県政NOW 「新型コロナウイルス対策について」
我が国で新型コロナウイルスが猛威をふるい、滋賀県では感染者の発表はされていない(2月25日の原稿執筆時点)ものの、恒例のびわ湖レイクサイドマラソンの中止をはじめ、県内各地でイベントが中止や延期を余儀なくされるなど県民生活に大きな影響が出始めています。とりわけ、高齢者施設や学校ではその対応に苦慮され、間もなく行われる高校受験の関係者にも不安が高まっていると思います。現在、開会中の県議会ではチームしが県議団の代表質問で新型コロナウイルスに対する県の対応や経済・観光に対する影響について質問しました。2月上旬に行われた県の調査では県内企業の6割以上が売り上げの減少などの影響があり、観光面でも宿泊のキャンセルなどが増えています。とりわけ中小企業への影響が懸念されるところですが、セーフティネットや緊急融資での対応など万全を期したいとの答弁がありました。
そして、知事を本部長とする対策本部においては2月4日に県庁の薬務感染症対策課や県内の保健所に「帰国者・接触者相談センター」を設置し、医師会などの関係機関と連携しながら対応のフローが明確にされ、症状のある方は直接医療機関へ行かず、センターへ相談のうえ、専門の「帰国者・接触者外来」を受診するよう呼びかけています。しかし、2月25日に発表された政府の基本方針によると今後の患者発生の状況によっては一般の医療機関での患者受け入れも検討されるようです。また、今回の流行の中でテレワーク(在宅勤務)が注目され、採用する企業も増えているようですが、行政、事業者、県民がそれぞれの立場で感染防止のため、やれることはすべてやりきることが重要だと思います。

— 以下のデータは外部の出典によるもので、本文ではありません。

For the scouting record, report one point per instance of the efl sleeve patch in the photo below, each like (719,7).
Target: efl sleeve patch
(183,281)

このように混乱している状況においては行政からは的確で迅速な指示をすること、そして県民の皆さんは冷静に行動し、デマなどに惑わされないことが重要です。また、福島の原発事故の時もそうでしたが、差別的な言動や風評被害が多く発生する可能性があります。今回も咳エチケットが原因で乗客間の争いが起こり、電車が停止する騒ぎも起こるなど、社会全体に不安感がまん延しています。

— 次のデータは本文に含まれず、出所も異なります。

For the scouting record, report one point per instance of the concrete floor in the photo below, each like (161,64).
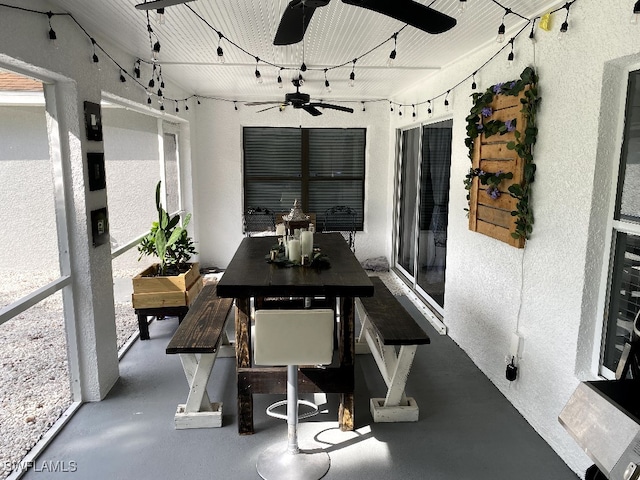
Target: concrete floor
(467,429)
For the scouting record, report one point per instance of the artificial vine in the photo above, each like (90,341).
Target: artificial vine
(523,144)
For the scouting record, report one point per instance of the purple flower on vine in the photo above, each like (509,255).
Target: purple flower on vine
(493,192)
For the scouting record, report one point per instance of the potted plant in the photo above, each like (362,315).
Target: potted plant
(173,281)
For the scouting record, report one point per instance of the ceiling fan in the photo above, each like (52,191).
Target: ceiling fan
(301,100)
(155,4)
(297,15)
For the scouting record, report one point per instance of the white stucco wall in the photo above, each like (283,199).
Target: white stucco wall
(217,175)
(558,276)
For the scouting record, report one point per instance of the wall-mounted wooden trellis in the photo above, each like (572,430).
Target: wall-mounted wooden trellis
(501,133)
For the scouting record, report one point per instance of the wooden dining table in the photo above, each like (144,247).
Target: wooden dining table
(249,275)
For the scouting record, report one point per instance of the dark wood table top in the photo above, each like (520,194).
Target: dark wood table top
(250,275)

国会では野党が新型コロナウイルス対策の予算を確保するため新年度予算の組み替え動議を出すことを検討していますが、今こそ特別措置法を用いるなどして、国内での感染拡大を封じ込めるとともに、関連した企業倒産などが起こらないように経済対策に万全を期すことが重要です。まさに行政の危機管理が問われるときです。